Search code examples
apache-sparkpysparkpipe

Spark RDD.pipe FileNotFoundError: [WinError 2] The system cannot find the file specified


My goal is to call an external (dotnet) process from pyspark via RDD.pipe. As this failed I wanted to test to pipe to a simple command:

spark = SparkSession.builder.master("local").appName("test").getOrCreate()
result_rdd = spark.sparkContext.parallelize(['1', '2', '', '3']).pipe(command).collect()

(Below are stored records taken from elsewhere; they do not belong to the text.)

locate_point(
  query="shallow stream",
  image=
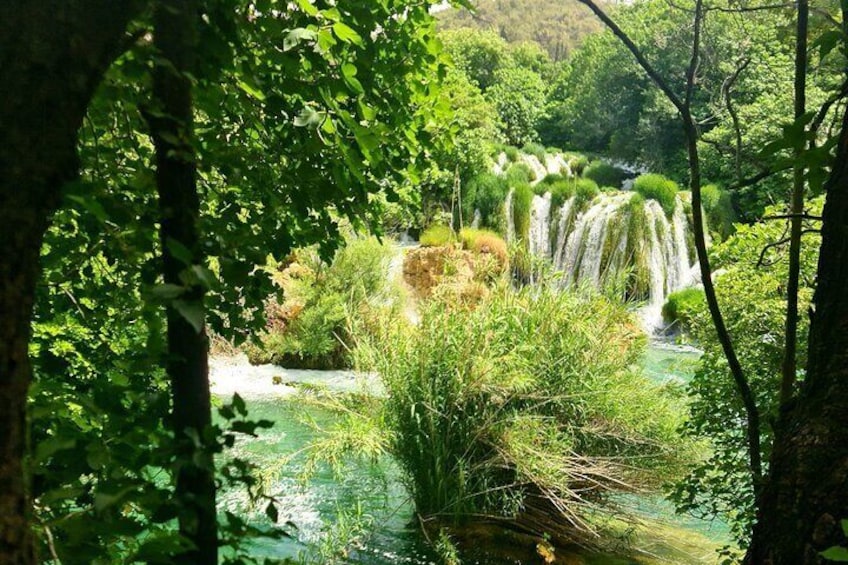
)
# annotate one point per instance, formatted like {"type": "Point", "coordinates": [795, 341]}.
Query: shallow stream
{"type": "Point", "coordinates": [324, 507]}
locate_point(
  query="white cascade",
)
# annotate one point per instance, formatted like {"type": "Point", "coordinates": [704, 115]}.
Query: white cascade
{"type": "Point", "coordinates": [540, 226]}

However, I get the error message:

py4j.protocol.Py4JJavaError: An error occurred while calling z:org.apache.spark.api.python.PythonRDD.collectAndServe.
: org.apache.spark.SparkException: Job aborted due to stage failure: Task 0 in stage 0.0 failed 1 times, most recent failure: Lost task 0.0 in stage 0.0 (TID 0) ( executor driver): org.apache.spark.api.python.PythonException: Traceback (most recent call last):
  File "C:\projectpath\.venv\Lib\site-packages\pyspark\python\lib\pyspark.zip\pyspark\worker.py", line 686, in main
  File "C:\projectpath\.venv\Lib\site-packages\pyspark\python\lib\pyspark.zip\pyspark\worker.py", line 676, in process
  File "C:\projectpath\.venv\lib\site-packages\pyspark\rdd.py", line 540, in func
    return f(iterator)
  File "C:\projectpath\.venv\lib\site-packages\pyspark\rdd.py", line 1117, in func
    pipe = Popen(shlex.split(command), env=env, stdin=PIPE, stdout=PIPE)
  File "C:\Users\username\AppData\Local\Programs\Python\Python39\lib\subprocess.py", line 951, in __init__
    self._execute_child(args, executable, preexec_fn, close_fds,
  File "C:\Users\username\AppData\Local\Programs\Python\Python39\lib\subprocess.py", line 1420, in _execute_child
    hp, ht, pid, tid = _winapi.CreateProcess(executable, args,
FileNotFoundError: [WinError 2] The system cannot find the file specified

Solution

  • Update: I found a workaround to make it work for me. I had a look at the pyspark implementation of the pipe function and if no env parameter is given, they use an empty dictionary as env parameter for Popen, which led to the same error for me when doing it directly for Popen. Just adding some dictionary with values fixed the problem for now:

    pipe(command,  env={"1":"2"})